I haven't seen the commercials, but I'll chime in as a reading teacher.
VTech is not the competition, folks. Or the enemy. Or Satan-on-a-stick with batteries.
Nor is it going to teach a kid to read, of course. But if it helps a kid who might otherwise be resistant, where's the harm?
Our school groups kids by reading level. Our Reading Intervention Teacher works with the 5 lowest kids in first grade; I work with the next 22. Her 5 will probably all eventually be qualified for special ed, or are already in speech therapy. They are so far behind, and they know it. Reading is NOT their favorite time of the day...
I know she uses a large variety of strategies and techniques, including the VTech thingy her own daughters have outgrown. The thing is, it's doing exactly the same instruction she would be doing, only with lights and sounds and bells and whistles, so it holds their attention for longer. They feel like they're playing.
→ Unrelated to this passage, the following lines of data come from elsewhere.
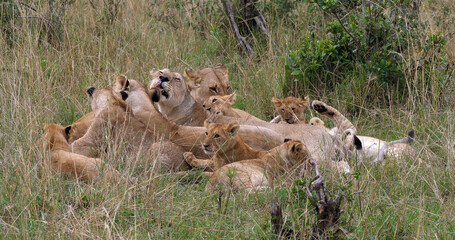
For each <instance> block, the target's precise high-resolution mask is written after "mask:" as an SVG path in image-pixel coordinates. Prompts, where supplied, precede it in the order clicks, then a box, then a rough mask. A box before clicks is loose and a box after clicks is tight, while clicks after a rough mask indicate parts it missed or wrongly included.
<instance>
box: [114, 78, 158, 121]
mask: <svg viewBox="0 0 455 240" xmlns="http://www.w3.org/2000/svg"><path fill="white" fill-rule="evenodd" d="M112 90H113V91H114V92H115V93H119V94H120V95H121V97H122V99H123V100H124V101H125V102H126V103H127V104H128V105H129V106H131V107H132V111H133V113H137V112H138V111H140V110H141V109H143V108H147V107H153V104H152V102H151V101H150V99H151V94H150V91H149V90H148V88H147V85H145V84H144V83H142V82H140V81H137V80H134V79H128V78H127V77H126V76H125V75H123V74H120V75H118V76H117V78H116V79H115V82H114V86H113V89H112Z"/></svg>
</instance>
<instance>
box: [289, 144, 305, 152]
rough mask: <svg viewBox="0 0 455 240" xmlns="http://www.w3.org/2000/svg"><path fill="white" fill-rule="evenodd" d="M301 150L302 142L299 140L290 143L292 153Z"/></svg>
mask: <svg viewBox="0 0 455 240" xmlns="http://www.w3.org/2000/svg"><path fill="white" fill-rule="evenodd" d="M302 151H303V143H301V142H299V143H296V144H294V145H292V148H291V152H293V153H300V152H302Z"/></svg>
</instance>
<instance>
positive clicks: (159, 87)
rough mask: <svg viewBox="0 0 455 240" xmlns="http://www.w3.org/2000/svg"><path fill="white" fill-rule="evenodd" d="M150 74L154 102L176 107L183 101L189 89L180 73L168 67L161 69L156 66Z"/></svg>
mask: <svg viewBox="0 0 455 240" xmlns="http://www.w3.org/2000/svg"><path fill="white" fill-rule="evenodd" d="M150 75H151V77H152V81H151V82H150V90H151V95H152V101H153V102H159V103H162V104H166V106H168V107H175V106H178V105H180V103H182V102H183V100H184V98H185V96H186V95H187V94H188V92H189V90H188V87H187V86H186V83H185V80H184V79H183V76H182V75H181V74H180V73H178V72H174V71H172V70H169V69H167V68H165V69H161V70H159V69H156V68H154V69H152V70H151V71H150Z"/></svg>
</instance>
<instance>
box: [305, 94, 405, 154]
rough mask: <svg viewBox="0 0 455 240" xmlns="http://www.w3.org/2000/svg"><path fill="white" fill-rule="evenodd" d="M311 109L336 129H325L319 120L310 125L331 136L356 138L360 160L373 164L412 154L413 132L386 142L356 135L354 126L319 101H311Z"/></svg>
mask: <svg viewBox="0 0 455 240" xmlns="http://www.w3.org/2000/svg"><path fill="white" fill-rule="evenodd" d="M312 105H313V108H314V109H315V110H316V111H317V112H318V113H320V114H321V115H323V116H326V117H328V118H329V119H330V120H332V121H333V122H334V123H335V125H336V126H337V127H335V128H332V129H327V128H326V127H325V124H324V122H323V121H322V120H321V119H319V118H316V117H315V118H312V119H311V120H310V124H312V125H314V126H318V127H321V128H323V129H326V130H327V131H328V132H329V133H330V134H331V135H340V134H341V136H346V135H352V136H354V135H355V136H356V137H358V139H359V140H360V142H361V145H362V153H361V155H362V156H361V159H360V160H362V159H373V162H378V161H382V160H384V159H385V158H387V157H391V156H394V157H399V156H403V155H404V154H409V153H411V152H413V149H412V147H411V146H410V143H411V142H412V140H413V138H414V131H410V132H409V133H408V136H406V137H405V138H403V139H400V140H395V141H391V142H386V141H383V140H380V139H377V138H373V137H368V136H359V135H356V134H357V132H356V129H355V127H354V125H353V124H352V123H351V122H350V121H349V120H348V119H347V118H346V117H345V116H343V115H342V114H341V113H340V112H339V111H338V110H336V109H335V108H333V107H331V106H328V105H327V104H325V103H324V102H321V101H313V103H312ZM346 146H347V147H348V148H351V149H352V148H353V142H350V143H349V142H348V143H346Z"/></svg>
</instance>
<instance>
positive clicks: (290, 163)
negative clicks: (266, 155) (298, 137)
mask: <svg viewBox="0 0 455 240" xmlns="http://www.w3.org/2000/svg"><path fill="white" fill-rule="evenodd" d="M275 150H276V152H277V154H278V155H279V156H280V158H282V159H283V160H284V161H285V163H286V164H287V165H289V166H296V165H298V164H301V163H303V162H305V161H308V160H309V159H310V151H309V150H308V148H307V147H306V146H305V144H303V143H302V142H301V141H298V140H288V139H287V141H286V142H285V143H283V144H281V145H280V146H278V147H276V148H275Z"/></svg>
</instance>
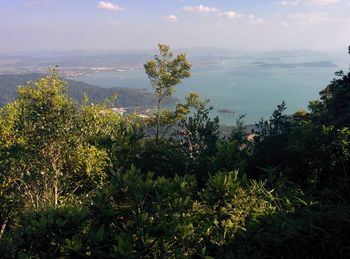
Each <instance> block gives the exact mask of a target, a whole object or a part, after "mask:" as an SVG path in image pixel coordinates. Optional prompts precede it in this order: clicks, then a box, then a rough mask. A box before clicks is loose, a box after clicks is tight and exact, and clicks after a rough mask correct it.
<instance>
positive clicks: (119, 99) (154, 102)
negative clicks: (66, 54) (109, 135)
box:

Is it going to teach them how to read? No. But does it make some of the hard work feel like fun? Yes.
Look at it this way. VTech isn't taking the place of BOOKS. VTech is taking the place of a VIDEO GAME. Buying a VTech for a kid and encouraging them to use it will lead them to being able to READ, and to think reading is FUN, which just might lead them to reading BOOKS eventually.
Kids are far more enthusiastic about reading than you're giving them credit for. They figure out early on that reading is the key to the kingdom. Like getting your driver's license. Once you can do it for yourself, you're an independent person and no longer a baby. Kids LOVE books.
Unless they struggle. If those early experiences in school suck--and for about one-fourth of kids, reading is really, really hard work--then they may get defeated and frustrated and give up before they have the skills they need.
Things like VTech won't slow down a successful reader. Kids who learn how to read easily will end up reading all kinds of things, and probably get bored with the VTech really quickly.
But they may motivate a struggling reader to have more fun. They may develop some of those essential skills because they play it enough to get the practice they need. So the VTech may be the gateway drug that gets them hooked on phonics.
If you have never taught reading to a student with a learning disability, or to a student learning to read English when they barely know how to speak it, then you are completely unqualified to have an opinion on whether or not the VTech is a good thing. Sorry, but it's true. English in one of the hardest, most complicated languages in the world, whether you measure by vocabulary, syntax or phonetic complexity. A lot of kids just need all the help they can get if they're going to be successful!